The new Kyrgyz model of government, backed by the United States but criticized by Russia, makes parliament the main decision-making body and gives the prime minister more power than the president.
Future presidents will be limited to a single six-year term but will have the right to appoint the defense minister and national security service head. Otunbayeva will step down as acting president on Dec. 31, 2011.
Candidates for speaker and prime minister were proposed to parliament by Ata Zhurt (Motherland), the Social-Democratic Party of Kyrgyzstan and Respublika, which formed a governing coalition last week.
A previous three-party grouping had lasted just two days, failing to elect a speaker.
Ata Zhurt faction leader Akhmatbek Keldibekov was elected speaker by a 101-14 vote in the 120-seat legislature.
Deputies later approved Social Democratic Party leader Almazbek Atambayev as prime minister and Respublika leader Omurbek Babanov as first deputy prime minister.
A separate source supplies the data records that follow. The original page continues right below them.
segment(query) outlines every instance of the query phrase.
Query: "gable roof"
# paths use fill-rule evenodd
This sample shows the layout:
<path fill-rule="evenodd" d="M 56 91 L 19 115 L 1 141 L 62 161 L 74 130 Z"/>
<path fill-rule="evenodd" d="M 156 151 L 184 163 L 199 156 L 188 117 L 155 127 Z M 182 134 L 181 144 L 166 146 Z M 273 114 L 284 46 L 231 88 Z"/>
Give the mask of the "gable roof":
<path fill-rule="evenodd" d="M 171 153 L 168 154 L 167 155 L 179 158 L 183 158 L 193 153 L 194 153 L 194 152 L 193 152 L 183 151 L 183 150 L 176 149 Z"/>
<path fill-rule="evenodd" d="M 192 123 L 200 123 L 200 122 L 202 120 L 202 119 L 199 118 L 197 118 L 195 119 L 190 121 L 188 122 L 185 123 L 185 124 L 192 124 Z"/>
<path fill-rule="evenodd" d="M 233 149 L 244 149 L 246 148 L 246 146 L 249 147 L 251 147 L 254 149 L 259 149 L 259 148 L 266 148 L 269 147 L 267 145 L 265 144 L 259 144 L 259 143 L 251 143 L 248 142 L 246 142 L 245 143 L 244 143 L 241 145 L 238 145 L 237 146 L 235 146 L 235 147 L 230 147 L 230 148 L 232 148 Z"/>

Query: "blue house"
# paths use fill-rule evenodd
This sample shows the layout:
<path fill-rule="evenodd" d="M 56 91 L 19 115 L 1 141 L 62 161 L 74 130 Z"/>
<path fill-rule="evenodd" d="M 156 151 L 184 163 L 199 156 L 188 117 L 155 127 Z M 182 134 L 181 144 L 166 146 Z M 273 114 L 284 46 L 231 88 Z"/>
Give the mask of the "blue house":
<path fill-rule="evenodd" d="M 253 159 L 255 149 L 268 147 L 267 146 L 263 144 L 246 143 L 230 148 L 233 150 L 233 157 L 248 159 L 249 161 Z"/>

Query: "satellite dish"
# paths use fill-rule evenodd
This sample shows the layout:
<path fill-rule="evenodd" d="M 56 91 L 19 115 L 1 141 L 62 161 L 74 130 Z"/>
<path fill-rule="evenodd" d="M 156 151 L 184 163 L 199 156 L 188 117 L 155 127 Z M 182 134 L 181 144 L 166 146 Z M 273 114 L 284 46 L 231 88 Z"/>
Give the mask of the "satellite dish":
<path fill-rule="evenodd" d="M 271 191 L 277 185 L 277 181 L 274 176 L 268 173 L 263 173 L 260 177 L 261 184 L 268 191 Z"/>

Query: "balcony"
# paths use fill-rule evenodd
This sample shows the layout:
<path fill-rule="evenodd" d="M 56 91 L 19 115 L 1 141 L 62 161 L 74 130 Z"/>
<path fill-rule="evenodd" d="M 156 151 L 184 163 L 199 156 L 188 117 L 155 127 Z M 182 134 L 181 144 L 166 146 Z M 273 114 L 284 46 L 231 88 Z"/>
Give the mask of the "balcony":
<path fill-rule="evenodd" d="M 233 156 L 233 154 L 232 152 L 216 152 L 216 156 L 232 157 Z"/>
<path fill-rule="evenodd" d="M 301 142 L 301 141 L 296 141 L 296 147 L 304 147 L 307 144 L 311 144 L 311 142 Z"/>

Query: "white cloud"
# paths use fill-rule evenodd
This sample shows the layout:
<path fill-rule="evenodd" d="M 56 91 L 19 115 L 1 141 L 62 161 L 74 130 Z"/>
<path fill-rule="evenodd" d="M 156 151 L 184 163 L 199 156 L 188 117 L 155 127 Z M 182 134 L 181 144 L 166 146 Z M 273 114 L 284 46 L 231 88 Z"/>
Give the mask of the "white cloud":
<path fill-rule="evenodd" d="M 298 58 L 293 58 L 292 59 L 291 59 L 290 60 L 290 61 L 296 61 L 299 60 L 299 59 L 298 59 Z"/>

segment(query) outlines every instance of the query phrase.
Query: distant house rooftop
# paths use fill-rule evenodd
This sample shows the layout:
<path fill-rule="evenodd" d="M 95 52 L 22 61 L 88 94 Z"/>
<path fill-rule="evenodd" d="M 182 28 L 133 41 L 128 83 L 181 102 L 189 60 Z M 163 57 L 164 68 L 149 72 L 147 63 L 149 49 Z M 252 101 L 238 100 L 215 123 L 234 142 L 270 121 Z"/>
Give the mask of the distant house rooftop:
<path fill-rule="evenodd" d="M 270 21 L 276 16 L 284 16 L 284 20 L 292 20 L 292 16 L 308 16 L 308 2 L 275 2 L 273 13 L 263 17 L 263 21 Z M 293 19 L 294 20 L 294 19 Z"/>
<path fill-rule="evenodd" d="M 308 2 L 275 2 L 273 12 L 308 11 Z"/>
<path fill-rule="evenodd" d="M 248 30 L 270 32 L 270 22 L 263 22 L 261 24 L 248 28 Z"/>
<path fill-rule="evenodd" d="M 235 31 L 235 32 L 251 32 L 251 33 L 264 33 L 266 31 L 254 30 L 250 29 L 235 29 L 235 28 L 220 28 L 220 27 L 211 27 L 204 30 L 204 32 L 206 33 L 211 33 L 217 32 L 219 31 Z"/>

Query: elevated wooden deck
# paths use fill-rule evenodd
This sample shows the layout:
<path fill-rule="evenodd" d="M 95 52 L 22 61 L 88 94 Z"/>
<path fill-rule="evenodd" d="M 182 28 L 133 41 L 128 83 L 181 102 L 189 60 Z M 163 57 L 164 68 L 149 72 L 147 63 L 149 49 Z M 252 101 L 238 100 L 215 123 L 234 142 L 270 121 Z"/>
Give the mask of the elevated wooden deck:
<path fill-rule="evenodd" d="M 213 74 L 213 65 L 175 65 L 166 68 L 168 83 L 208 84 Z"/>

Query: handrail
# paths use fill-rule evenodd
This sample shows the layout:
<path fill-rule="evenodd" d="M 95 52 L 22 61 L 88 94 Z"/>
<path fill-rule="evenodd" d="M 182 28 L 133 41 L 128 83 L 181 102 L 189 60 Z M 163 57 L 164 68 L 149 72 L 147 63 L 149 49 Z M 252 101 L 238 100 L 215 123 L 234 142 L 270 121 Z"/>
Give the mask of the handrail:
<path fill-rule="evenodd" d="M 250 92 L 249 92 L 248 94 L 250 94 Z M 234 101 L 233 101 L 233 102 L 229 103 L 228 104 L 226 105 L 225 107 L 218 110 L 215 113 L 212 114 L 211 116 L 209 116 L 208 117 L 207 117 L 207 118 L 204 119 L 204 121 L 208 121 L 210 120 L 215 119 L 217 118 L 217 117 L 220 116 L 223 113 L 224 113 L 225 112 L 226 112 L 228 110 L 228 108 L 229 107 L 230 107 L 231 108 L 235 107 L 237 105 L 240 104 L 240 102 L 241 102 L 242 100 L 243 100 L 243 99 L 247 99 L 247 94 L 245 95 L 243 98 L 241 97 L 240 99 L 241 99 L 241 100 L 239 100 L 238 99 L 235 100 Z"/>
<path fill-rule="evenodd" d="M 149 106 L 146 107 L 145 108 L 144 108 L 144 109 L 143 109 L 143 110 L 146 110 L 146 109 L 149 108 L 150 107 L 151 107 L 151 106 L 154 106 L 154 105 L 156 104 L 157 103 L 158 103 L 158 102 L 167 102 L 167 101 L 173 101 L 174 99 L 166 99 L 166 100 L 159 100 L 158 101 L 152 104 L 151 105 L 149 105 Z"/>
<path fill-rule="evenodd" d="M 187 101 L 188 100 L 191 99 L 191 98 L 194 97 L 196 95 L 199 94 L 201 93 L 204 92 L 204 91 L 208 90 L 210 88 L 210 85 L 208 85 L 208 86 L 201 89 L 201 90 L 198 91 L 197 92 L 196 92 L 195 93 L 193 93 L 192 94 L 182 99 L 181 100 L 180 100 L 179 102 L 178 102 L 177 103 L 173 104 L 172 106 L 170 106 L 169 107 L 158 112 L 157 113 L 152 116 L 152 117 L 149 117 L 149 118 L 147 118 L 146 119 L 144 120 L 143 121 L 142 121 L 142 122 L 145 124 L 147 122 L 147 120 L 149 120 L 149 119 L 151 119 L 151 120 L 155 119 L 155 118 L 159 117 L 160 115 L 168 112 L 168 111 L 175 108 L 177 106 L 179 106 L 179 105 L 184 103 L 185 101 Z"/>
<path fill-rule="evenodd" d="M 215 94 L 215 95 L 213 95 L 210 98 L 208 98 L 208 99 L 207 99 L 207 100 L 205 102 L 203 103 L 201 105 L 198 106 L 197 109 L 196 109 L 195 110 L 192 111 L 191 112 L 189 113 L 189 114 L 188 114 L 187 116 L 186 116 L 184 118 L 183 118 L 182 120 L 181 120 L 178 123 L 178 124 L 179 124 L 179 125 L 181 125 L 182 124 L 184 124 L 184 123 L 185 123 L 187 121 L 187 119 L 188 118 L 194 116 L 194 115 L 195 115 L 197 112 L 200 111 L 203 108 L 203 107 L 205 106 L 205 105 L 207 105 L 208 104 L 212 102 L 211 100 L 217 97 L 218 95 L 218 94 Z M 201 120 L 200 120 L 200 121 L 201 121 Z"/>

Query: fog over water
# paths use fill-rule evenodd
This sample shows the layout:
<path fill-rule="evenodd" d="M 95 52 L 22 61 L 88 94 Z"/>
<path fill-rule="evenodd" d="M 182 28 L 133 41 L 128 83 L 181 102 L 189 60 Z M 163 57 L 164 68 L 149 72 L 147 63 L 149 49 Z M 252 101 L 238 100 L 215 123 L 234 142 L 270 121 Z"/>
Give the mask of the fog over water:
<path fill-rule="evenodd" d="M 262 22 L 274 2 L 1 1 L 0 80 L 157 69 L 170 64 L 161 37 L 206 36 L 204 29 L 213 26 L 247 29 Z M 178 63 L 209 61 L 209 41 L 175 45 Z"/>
Three failed attempts to elect a speaker and prime minister would have forced Otunbayeva to hold a new parliamentary election.
"The new government should now get down to business," Otunbayeva told the parliament. "We must roll up the sleeves and work. There is no place for personal ambitions."
Longtime President Askar Akayev was forced to flee in 2005 after mass protests. Kurmanbek Bakiyev, who deposed him and took over, suffered a similar fate in April this year and fled to Belarus following violence in which at least 85 were killed.
Proponents of parliamentary democracy say Kyrgyzstan's experience has shown the inefficiency of authoritarian rule and a lack of public control that allowed the plundering of state coffers by family clans.
"The nation must not be run by one family," Atambayev, 54, who was once Bakiyev's prime minister, told deputies. "There will now be strict control."
Keldibekov, 44, ran the state tax committee under Bakiyev. Babanov, a 40-year-old entrepreneur, was first deputy prime minister in Bakiyev's day.
"We must regain investor confidence," said Atambayev.
He said gold deposits, ample hydro power resources and agriculture could be drivers of the country's future economic growth.